Linear Realisability and Implicative Algebras
Alexandre Lucquin, Luc Pellissier, Thomas Seiller
TL;DR
This work formalizes a deep link between linear realizability models (as studied in geometry of interaction, ludics, and interaction graphs) and Kleene/Krivine realizability by embedding linear realizability into Miquel’s implicative algebras. It shows that linear realizability models naturally yield linear implicative algebras, and develops a robust interpretation of multiplicative, additive, and exponential fragments within this framework, including quotient constructions and a fixpoint-based exponentials approach. By connecting linear realizability to tripos-to-topos constructions and topos theory, the paper suggests a path toward a linear tripos and a decomposition of logical and categorical structures across intuitionistic and classical realizability. The results unify several realizability traditions and offer a structured method to analyze and extend linear realizability models across a broad logical spectrum, with potential applications to semantic decompositions of models in set theory and beyond.
Abstract
Realizability, introduced by Kleene, can be understood as a concretization of the Brouwer-Heyting-Kolmogorov (BHK) interpretation of proofs, providing a framework to interpret mathematical statements and proofs in terms of their constructive or computational content.
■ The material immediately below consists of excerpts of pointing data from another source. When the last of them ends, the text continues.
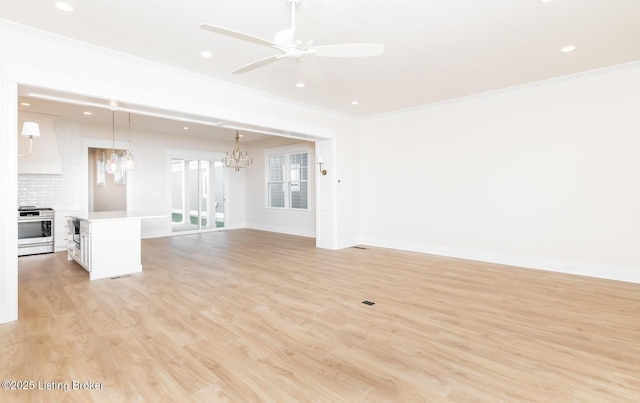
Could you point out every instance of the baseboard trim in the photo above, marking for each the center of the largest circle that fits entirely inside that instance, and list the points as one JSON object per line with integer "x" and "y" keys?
{"x": 608, "y": 272}
{"x": 283, "y": 230}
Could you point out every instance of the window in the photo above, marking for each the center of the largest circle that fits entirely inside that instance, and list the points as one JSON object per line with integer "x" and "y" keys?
{"x": 288, "y": 180}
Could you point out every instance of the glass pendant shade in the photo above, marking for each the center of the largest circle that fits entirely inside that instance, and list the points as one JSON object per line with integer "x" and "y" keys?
{"x": 112, "y": 166}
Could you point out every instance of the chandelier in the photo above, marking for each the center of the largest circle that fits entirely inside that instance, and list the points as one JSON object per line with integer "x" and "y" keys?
{"x": 119, "y": 163}
{"x": 238, "y": 159}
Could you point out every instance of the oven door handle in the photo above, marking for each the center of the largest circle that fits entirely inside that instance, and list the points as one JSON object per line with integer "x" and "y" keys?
{"x": 34, "y": 219}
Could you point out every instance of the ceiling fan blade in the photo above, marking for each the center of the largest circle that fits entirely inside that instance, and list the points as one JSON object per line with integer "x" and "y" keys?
{"x": 237, "y": 35}
{"x": 312, "y": 71}
{"x": 259, "y": 63}
{"x": 349, "y": 50}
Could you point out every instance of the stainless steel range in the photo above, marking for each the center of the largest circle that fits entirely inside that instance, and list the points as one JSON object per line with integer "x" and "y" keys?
{"x": 35, "y": 230}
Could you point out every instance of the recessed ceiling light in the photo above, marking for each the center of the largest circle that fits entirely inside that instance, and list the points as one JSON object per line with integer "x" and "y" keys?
{"x": 63, "y": 6}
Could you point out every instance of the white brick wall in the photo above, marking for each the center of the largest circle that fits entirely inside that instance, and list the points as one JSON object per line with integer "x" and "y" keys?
{"x": 60, "y": 192}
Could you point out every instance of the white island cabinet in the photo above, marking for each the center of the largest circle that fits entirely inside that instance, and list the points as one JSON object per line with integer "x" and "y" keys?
{"x": 106, "y": 244}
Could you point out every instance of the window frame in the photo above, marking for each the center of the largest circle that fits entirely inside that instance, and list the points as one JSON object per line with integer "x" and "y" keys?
{"x": 286, "y": 152}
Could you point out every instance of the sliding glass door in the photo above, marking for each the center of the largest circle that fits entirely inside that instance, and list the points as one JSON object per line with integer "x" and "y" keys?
{"x": 197, "y": 196}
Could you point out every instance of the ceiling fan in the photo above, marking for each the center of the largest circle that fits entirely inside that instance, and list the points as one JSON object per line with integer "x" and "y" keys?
{"x": 296, "y": 50}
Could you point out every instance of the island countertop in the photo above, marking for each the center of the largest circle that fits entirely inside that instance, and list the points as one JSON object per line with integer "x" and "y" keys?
{"x": 112, "y": 215}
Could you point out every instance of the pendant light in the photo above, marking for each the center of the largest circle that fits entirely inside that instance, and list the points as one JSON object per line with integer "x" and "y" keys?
{"x": 129, "y": 162}
{"x": 238, "y": 159}
{"x": 113, "y": 165}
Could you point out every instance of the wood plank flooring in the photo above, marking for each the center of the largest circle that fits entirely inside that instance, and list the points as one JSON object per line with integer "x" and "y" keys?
{"x": 251, "y": 316}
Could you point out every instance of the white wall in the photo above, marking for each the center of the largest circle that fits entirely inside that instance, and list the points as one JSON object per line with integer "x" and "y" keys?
{"x": 79, "y": 68}
{"x": 8, "y": 197}
{"x": 542, "y": 176}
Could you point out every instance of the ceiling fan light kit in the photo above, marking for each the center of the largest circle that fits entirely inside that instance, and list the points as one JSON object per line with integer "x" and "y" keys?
{"x": 296, "y": 50}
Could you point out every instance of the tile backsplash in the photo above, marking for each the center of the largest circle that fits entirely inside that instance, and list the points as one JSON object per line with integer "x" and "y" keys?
{"x": 60, "y": 192}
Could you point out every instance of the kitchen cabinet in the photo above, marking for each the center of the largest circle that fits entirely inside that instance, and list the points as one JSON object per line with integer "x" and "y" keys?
{"x": 106, "y": 244}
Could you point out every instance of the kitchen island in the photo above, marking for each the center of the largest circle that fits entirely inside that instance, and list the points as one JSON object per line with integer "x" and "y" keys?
{"x": 106, "y": 244}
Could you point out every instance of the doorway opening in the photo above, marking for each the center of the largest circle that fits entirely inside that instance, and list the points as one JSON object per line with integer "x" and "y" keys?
{"x": 197, "y": 195}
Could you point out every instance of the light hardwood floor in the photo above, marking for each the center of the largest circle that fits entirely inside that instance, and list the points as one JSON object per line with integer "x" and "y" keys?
{"x": 250, "y": 316}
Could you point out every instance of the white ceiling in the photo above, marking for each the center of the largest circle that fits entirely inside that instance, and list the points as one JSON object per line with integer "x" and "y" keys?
{"x": 435, "y": 50}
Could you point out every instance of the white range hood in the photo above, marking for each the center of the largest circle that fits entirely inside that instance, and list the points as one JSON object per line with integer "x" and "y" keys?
{"x": 45, "y": 154}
Over time, this concept has evolved through various extensions, such as Kreisel's modified realizability or Krivine's classical realizability. Parallel to these developments, Girard's work on linear logic introduced another perspective, often seen as another concrete realization of the BHK interpretation. The resulting constructions, encompassing models like geometry of interaction, ludics, and interaction graphs, were recently unified under the term linear realizability models to stress the intuitive connection with intuitionnistic and classical realizability. The present work establishes for the first time a formal link between linear realizability models and the realizability constructions of Kleene and Krivine. Our approach leverages Miquel's framework: just as linear logic can be viewed as a decomposition of intuitionistic and classical logic, we propose a linear decomposition of implicative algebras and show that linear realisability models provide concrete examples of such decompositions.